As a part of my Computational Biology course at the University of Washington, I was tasked with creating a statistically-backed visualization of a biological process or simulation. I had previously done an exploratory analysis of Jeff Gordon's A Core Gut Microbiome of Obese and Lean Twins, and I was interested in whether there were measurable and visual differences in the network developed from microbial communities of lean and obese twins. In my previous exploratory analysis, I had measured the dissimilarity of the sample operational taxonomic unit using a weighted-unifrac metric, which resulted in a measurable dissimilarity of the beta diversity of obese samples, which is pretty interesting to me! Jeff Gordon's study drew three core conclusions, which directed this project:
  1. Wide array of shared genes; there exists a core microbiome at the gene level.
  2. Obesity is associated with phylum-level changes in the microbiota.
  3. Deviations from this core microbiome are associate with physiological states.

Visualization


A link to the specific data can be found here:
The following preprocessing was done using Qiime2 Python scripts:
  • Rarify the table for increased accuracy.

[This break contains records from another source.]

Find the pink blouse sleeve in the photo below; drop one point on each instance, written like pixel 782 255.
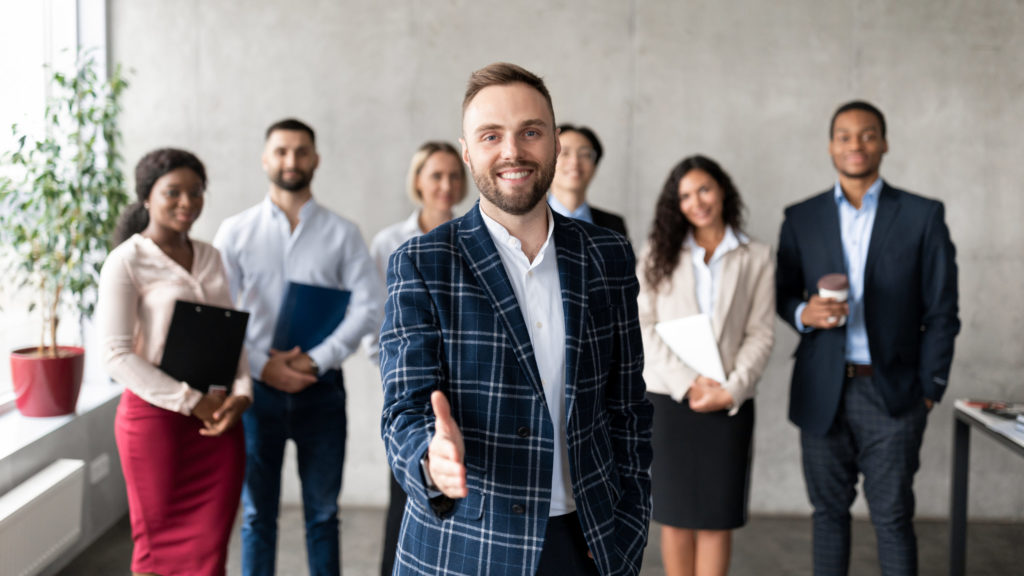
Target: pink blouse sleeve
pixel 119 328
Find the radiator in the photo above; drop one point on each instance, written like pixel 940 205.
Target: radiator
pixel 41 518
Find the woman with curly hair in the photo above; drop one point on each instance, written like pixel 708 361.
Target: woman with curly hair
pixel 181 451
pixel 698 260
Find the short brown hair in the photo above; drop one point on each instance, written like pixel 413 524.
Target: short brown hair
pixel 420 159
pixel 503 74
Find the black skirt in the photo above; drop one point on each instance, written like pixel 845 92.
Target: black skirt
pixel 701 467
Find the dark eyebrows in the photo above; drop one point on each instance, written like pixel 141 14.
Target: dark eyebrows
pixel 530 123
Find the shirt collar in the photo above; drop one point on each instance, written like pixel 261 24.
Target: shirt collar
pixel 581 213
pixel 307 209
pixel 412 224
pixel 730 241
pixel 871 197
pixel 502 237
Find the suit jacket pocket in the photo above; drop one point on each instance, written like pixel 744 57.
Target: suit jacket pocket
pixel 470 507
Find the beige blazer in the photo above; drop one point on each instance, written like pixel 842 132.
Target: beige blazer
pixel 743 321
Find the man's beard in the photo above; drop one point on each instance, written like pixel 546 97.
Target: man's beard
pixel 516 205
pixel 301 181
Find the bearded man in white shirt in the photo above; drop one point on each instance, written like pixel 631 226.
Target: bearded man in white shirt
pixel 298 394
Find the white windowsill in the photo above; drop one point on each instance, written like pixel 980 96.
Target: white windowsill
pixel 17 432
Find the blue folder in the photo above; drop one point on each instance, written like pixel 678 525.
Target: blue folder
pixel 308 315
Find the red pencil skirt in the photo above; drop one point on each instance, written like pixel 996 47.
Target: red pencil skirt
pixel 183 489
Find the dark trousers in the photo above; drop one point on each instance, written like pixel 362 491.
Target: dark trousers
pixel 392 526
pixel 864 439
pixel 564 551
pixel 314 419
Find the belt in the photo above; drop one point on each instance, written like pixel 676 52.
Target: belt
pixel 859 371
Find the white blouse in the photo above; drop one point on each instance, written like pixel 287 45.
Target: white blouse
pixel 138 286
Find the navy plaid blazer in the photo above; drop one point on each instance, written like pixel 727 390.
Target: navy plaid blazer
pixel 453 323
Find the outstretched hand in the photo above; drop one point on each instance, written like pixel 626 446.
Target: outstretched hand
pixel 445 455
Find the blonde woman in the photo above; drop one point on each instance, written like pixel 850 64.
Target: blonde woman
pixel 436 182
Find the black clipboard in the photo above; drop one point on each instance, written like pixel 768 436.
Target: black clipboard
pixel 204 344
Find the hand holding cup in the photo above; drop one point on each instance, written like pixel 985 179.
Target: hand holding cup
pixel 828 307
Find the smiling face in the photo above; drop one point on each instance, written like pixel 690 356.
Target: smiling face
pixel 701 200
pixel 176 200
pixel 290 159
pixel 577 164
pixel 439 183
pixel 510 145
pixel 857 145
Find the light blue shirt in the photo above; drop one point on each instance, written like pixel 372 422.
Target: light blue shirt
pixel 261 254
pixel 581 213
pixel 855 229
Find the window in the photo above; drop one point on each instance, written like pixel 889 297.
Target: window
pixel 34 36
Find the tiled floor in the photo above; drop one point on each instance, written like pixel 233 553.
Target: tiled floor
pixel 765 546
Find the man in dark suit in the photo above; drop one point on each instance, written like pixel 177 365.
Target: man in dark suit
pixel 867 370
pixel 581 153
pixel 514 410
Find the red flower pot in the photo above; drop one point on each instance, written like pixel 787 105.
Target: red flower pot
pixel 45 385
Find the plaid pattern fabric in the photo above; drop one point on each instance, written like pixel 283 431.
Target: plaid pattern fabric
pixel 453 323
pixel 864 440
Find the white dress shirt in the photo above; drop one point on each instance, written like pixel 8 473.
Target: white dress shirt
pixel 262 254
pixel 708 277
pixel 538 289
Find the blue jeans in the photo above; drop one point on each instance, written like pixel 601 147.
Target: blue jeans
pixel 314 419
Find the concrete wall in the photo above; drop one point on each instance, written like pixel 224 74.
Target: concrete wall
pixel 751 83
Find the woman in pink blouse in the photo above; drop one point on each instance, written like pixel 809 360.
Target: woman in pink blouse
pixel 182 454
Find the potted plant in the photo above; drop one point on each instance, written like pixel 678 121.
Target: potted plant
pixel 59 199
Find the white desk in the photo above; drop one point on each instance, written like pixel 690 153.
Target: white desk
pixel 1004 432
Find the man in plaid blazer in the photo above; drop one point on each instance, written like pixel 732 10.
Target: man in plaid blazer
pixel 514 410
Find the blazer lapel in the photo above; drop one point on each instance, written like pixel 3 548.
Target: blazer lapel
pixel 683 276
pixel 885 215
pixel 731 264
pixel 828 220
pixel 484 262
pixel 572 277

  • Filter any samples that you are not analyzing. Here, we do not want 'Overweight' samples.

  • Make the otu network with the filtered biom and mapping file, here we wanted properties based on "obesitycat"
From here, the visualization was completed with Cytoscape. The increased density of the Obese selection, when compared to the Lean selection suggests that the microbiome of Obese individuals varies much more widely than Lean samples. However, I'm no biologist.
Here are some other images from the visualization:





Statistics & Python Script


The following slides are a simple test case, designed to explain the basic functions of the script.

Running the script on the lean-obese data display that the degree for OTU nodes that are associated with "Obese samples only" significantly exceeds that of "Lean-only" samples. This translates to a greater diversity of the Obese sample microbial communities, of which are outside the core microbiome.


Category Min Q1 Mean Median Q3 Max StdDev
Lean 206.103 248.114 271.906 271.788 296.252 344.526 35.574
Obese 163.965 246.257 275.77 280.659 308.187 363.067 46.73
OTU_LeanOnly 1.0 1.00 1.435 1.01 1.809 4.185 0.759
OTU_ObeseOnly 1.0 1.003 2.732 1.644 3.016 16.614 3.154
OTU_Both 2.067 6.385 24.117 14.049 31.4 119.475 26.959

There is a wider distribution of "Obese" samples, when compared to those that are "Lean", which is representative of a more diverse gut microbiome. The core OTU nodes represent the band of shared OTUs.


OTUs associated with Lean-Only nodes have a low mean degree when compared to those of Obese-only nodes. The higher degree of Obese-only nodes supports the notion of deviations from the core microbiome being associated with physiological states; in this case, Obesity.